Friday, January 1, 2010

Feeding the Poor is Priest's Mission

JOHN SLADEWSKI/The Standard-Times The Rev. Gabriel Healy, SS.CC. of the Congregation of the Sacred Hearts of Jesus and Mary, founder of Damien's Place food pantry, is the Wareham Man of the Year.
Wareham, Mass: - His dream was to become a missionary serving in foreign lands, but instead he made SouthCoast his mission field and feeding its poor his life's work. For his compassion and devotion to the poor, the Rev. Gabriel Healy, SS.CC. of the Congregation of the Sacred Hearts of Jesus and Mary, is the 2009 Wareham Man of the Year. Nominations for the award came from the community and members of the newspaper staff. Recipients were selected by a newsroom committee.
Healy said he was born with a "missionary heart." The Dorchester native became aware of his special calling in elementary school when a missionary spoke to his class about foreign missions.
"I was so excited and that feeling has never left me," he said. "Even now as I reflect on 52 years, my heart still beats with the desire to serve God."

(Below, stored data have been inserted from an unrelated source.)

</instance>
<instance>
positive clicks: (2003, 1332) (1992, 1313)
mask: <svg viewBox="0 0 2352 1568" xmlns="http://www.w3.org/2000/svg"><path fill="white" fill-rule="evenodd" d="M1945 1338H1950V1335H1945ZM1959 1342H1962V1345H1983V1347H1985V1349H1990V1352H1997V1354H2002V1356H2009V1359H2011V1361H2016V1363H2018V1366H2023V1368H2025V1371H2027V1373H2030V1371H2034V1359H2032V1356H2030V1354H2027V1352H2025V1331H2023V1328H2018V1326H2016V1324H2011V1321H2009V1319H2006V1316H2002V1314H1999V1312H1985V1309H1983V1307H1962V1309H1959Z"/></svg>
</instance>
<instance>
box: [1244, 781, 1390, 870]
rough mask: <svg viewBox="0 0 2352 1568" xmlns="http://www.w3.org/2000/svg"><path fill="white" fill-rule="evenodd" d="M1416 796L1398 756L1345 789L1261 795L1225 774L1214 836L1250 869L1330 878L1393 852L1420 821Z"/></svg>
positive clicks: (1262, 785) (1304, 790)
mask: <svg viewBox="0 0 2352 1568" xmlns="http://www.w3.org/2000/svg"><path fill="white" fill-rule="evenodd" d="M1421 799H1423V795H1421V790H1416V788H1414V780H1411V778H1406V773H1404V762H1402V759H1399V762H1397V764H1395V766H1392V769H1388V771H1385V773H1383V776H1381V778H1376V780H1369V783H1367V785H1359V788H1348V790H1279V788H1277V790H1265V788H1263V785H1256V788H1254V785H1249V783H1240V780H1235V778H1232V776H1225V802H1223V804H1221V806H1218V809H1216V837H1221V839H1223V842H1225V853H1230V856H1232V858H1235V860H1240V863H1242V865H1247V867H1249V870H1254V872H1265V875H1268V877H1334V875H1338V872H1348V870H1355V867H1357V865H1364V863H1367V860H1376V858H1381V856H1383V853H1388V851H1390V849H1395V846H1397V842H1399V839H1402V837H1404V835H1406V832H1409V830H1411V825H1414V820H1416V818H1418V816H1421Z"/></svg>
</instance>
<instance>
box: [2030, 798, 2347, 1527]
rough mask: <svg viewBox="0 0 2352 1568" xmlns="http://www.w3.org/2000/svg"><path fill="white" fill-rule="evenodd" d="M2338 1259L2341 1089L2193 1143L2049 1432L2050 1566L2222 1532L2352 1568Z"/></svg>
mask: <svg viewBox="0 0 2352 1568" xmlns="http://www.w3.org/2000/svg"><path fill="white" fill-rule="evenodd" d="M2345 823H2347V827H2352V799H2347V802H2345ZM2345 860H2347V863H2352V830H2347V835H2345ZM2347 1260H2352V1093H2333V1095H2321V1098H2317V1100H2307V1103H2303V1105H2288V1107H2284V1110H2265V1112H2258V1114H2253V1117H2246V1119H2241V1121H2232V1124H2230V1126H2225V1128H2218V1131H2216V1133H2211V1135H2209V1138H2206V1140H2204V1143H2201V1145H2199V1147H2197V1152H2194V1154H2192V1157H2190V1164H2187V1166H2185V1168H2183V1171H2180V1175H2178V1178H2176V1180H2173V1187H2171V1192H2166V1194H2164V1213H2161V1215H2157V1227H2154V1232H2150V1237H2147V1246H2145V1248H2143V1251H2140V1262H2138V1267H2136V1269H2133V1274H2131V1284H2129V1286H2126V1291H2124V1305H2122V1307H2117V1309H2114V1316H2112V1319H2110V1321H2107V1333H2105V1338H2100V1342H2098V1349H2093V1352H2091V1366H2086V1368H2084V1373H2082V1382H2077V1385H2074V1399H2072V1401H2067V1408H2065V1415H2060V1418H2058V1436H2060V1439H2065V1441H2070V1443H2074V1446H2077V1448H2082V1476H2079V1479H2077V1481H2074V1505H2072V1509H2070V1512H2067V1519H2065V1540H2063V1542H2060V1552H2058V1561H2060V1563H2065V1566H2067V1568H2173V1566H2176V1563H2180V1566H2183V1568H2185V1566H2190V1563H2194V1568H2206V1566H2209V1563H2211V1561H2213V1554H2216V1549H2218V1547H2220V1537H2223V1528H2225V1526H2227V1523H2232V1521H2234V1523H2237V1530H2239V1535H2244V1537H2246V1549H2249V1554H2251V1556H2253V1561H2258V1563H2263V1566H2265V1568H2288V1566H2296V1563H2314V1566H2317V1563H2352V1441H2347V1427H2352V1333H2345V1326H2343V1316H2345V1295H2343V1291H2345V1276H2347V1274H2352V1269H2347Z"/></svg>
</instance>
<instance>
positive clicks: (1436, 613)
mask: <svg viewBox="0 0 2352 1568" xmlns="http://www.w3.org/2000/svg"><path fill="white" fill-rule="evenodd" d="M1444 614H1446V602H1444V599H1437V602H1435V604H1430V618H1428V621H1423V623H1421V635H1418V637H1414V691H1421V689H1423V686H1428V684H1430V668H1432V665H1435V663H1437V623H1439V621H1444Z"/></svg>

In high school, Healy read about the life of Father Damien de Veuster, the Roman Catholic missionary who ministered to lepers on the Hawaiian island of Molokai. "It gave content and depth to that sense of mission and nurtured in me the desire to belong to the Congregation of the Sacred Hearts," he said. "To this congregation I was called, and from this congregation I was almost separated."
In seminary, Healy's studies were interrupted by illness and he went home for surgery. The superior wrote to him urging him to stay home and recover; however, the letter he actually received told him to return. When he arrived, the superior conceded; and he continued his studies. "There was never any doubt in my mind that God's will was reflected in the letter I received, and here I am," Healy said. "This was a deciding point in my vocation, and it made me feel deeply then, as I do now, that there are never any accidents with God."

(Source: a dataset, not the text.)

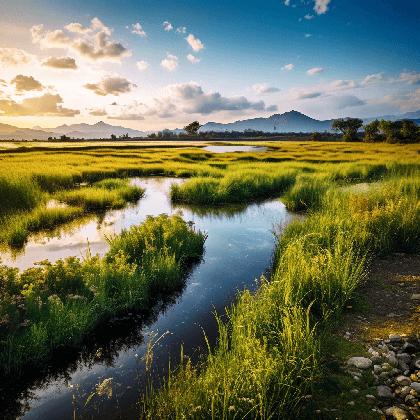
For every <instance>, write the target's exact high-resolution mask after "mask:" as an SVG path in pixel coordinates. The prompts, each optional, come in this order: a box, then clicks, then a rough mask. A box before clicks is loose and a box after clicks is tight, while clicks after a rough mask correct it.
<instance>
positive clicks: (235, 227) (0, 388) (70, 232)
mask: <svg viewBox="0 0 420 420" xmlns="http://www.w3.org/2000/svg"><path fill="white" fill-rule="evenodd" d="M183 182H185V181H184V180H180V179H171V178H135V179H133V180H132V184H133V185H138V186H140V187H142V188H145V190H146V192H145V195H144V197H143V198H142V199H140V201H139V202H138V203H137V204H135V205H129V206H127V207H126V208H125V209H122V210H117V211H109V212H106V213H105V214H104V215H102V216H101V217H97V218H92V219H90V220H85V221H84V222H83V223H80V222H79V223H77V224H73V225H69V226H67V227H63V228H61V229H59V230H57V231H55V232H53V233H52V234H50V235H48V236H45V234H44V236H43V235H37V236H35V237H33V238H31V239H30V240H29V241H28V243H27V245H26V247H25V249H24V251H23V252H21V253H20V254H14V255H12V254H10V253H7V252H2V253H1V254H0V257H1V259H2V260H3V264H6V265H10V266H14V267H19V269H21V270H23V269H26V268H28V267H31V266H33V263H34V262H36V261H41V260H44V259H48V260H50V261H56V260H57V259H59V258H65V257H68V256H72V255H77V256H79V257H80V258H83V256H85V255H86V252H88V251H89V252H90V253H91V254H92V255H95V254H97V253H98V254H100V255H104V254H105V253H106V252H107V250H108V244H107V242H106V237H107V236H112V235H113V234H118V233H119V232H121V230H122V229H129V228H130V226H131V225H138V224H140V223H141V222H143V221H144V220H145V219H146V217H147V215H152V216H157V215H159V214H162V213H167V214H169V215H170V214H174V213H177V212H179V214H181V215H182V218H183V219H184V220H186V221H187V222H188V221H192V222H193V223H194V226H195V229H199V230H201V231H204V232H207V233H208V238H207V241H206V243H205V251H204V254H203V256H202V258H201V259H200V260H199V261H197V262H196V263H195V264H194V266H192V267H190V269H189V270H188V272H187V273H186V274H185V279H184V284H183V287H182V289H180V291H179V293H177V294H175V295H174V296H172V297H170V298H168V299H167V300H166V301H164V302H156V306H155V308H154V310H153V311H152V312H151V313H150V314H149V315H148V316H147V317H146V316H144V314H135V313H132V314H128V315H127V316H125V317H122V318H120V319H116V320H114V321H112V322H111V323H110V325H108V326H106V328H103V329H102V330H99V331H97V332H95V334H94V335H93V336H92V337H90V341H89V340H88V341H87V343H86V344H85V345H84V346H83V348H81V349H79V350H77V351H75V350H73V351H70V352H68V351H66V350H65V349H63V350H62V351H61V352H60V351H58V352H57V354H56V355H55V356H54V358H53V361H52V363H51V366H49V367H48V368H47V369H46V370H45V371H44V372H36V373H34V374H33V377H32V378H30V380H27V381H24V380H23V381H22V382H21V383H19V384H15V385H13V386H12V387H10V386H7V387H5V384H0V395H2V397H1V400H0V403H1V404H0V405H1V408H0V418H4V419H10V420H15V419H25V420H35V419H36V420H44V419H45V420H47V419H48V420H51V419H60V420H65V419H73V414H74V410H75V413H76V416H79V415H81V413H82V409H81V408H80V406H79V405H77V404H76V405H75V406H73V405H72V401H73V395H74V396H75V398H76V401H78V402H79V403H81V404H82V405H83V404H84V402H85V401H86V399H87V398H88V396H89V395H90V394H91V393H92V392H94V391H95V387H96V385H97V384H98V383H101V382H102V381H103V380H104V379H106V378H113V379H112V384H113V386H114V393H113V397H112V398H110V399H109V400H102V402H101V406H100V416H99V417H98V415H97V412H94V418H101V419H112V418H115V416H116V414H117V413H121V412H122V413H124V414H123V418H124V419H131V418H133V419H135V418H138V415H137V413H138V412H137V409H136V407H135V403H136V401H138V399H139V390H138V387H137V385H138V378H139V375H142V373H143V372H144V362H142V361H141V358H142V357H143V356H144V355H145V353H146V351H147V346H148V343H149V342H151V343H154V342H156V340H157V339H158V338H159V337H160V336H161V335H162V334H164V333H165V332H167V331H169V333H167V334H165V335H164V336H162V338H161V339H160V340H159V341H158V342H157V344H156V345H155V346H154V348H153V367H154V369H155V373H154V377H155V379H156V378H161V377H162V375H164V372H167V371H168V366H169V363H171V366H172V368H173V367H174V366H176V364H177V363H179V360H180V354H181V347H183V352H184V355H188V356H189V357H191V359H192V361H193V362H197V361H199V360H200V354H203V353H204V354H205V353H206V352H207V345H206V341H205V339H204V335H203V331H204V332H205V334H206V337H207V339H208V340H209V342H210V344H211V345H214V344H215V343H216V340H217V335H218V328H217V322H216V318H215V313H216V312H217V314H218V315H219V316H220V315H222V316H223V314H224V313H225V309H224V308H225V307H230V306H231V304H232V303H234V302H235V296H236V294H237V292H238V291H241V290H243V289H244V288H245V287H246V288H248V289H250V290H251V291H255V290H256V289H257V288H258V285H259V282H258V280H257V279H259V278H260V276H261V275H262V274H263V273H265V272H268V271H269V269H270V266H271V263H272V257H273V251H274V248H275V237H274V235H273V233H272V231H273V229H275V230H277V228H278V226H279V225H281V226H282V227H284V226H285V225H286V224H287V223H288V222H290V220H291V219H292V218H293V217H295V216H293V215H291V214H289V213H288V212H287V211H286V209H285V206H284V205H283V204H282V203H281V202H280V201H279V200H269V201H265V202H263V203H259V204H249V205H240V206H229V207H223V208H218V209H210V208H206V207H190V206H184V205H182V206H176V207H175V206H173V205H172V204H171V202H170V199H169V191H170V185H171V184H172V183H177V184H182V183H183ZM222 319H223V318H222ZM151 340H152V341H151ZM117 384H118V385H117ZM3 387H4V388H3ZM2 388H3V389H2ZM6 388H7V389H6ZM73 393H74V394H73ZM96 398H97V396H96ZM94 402H95V398H92V401H91V403H94ZM118 407H119V408H118ZM89 418H92V413H90V417H89Z"/></svg>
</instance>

Following ordination, he was filled with anticipation as he waited for his first missionary assignment, which could take him anywhere in the world. A fellow priest was sent to Japan, and Healy longed to go there. But he learned he was going to teach in California because of his frail health.

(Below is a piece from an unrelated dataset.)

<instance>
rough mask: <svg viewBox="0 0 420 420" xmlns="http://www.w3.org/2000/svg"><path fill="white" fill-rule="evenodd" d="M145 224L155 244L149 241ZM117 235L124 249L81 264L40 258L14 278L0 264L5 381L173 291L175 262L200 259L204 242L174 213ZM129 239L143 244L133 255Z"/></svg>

Over the years, Healy would serve locally as the congregation's vocation director, assistant novice master, novice master, treasurer, director of development and mission animator, as well as pastor of St. Anthony's Church in Mattapoisett and of Holy Trinity Church in Harwich.
At Holy Trinity, Healy, with the help of the Society of St. Vincent de Paul, established The Family Pantry to serve the poor on Cape Cod. It has since been renamed Gabriel's Place in his honor.
In 1992, he opened a second food pantry, Damien's Place, in Wareham, as an outreach of the Sacred Hearts Retreat Center. "The pantries now serve thousands of hungry families," said Father Thomas McElroy, SS.CC., who serves as co-director. "Father Gabe is the person behind the scenes, buying food, begging food, improving the pantry's outreach. ... No one would suspect that this quiet, joy-filled man was the reason for so many hungry people having their needs fulfilled."
An octogenarian, Healy can still be found on Saturday mornings at Damien's Place.
"I love the poor. They need to be loved," he said. "If you believe that what you are doing is God's will, life becomes a series of opportunities — of trying to be or become what God has found in you. Only God looks deep enough, long enough and hard enough to see who we are, then with patience, love and forgiveness guides those who keep his covenant to the promise of a life fulfilled."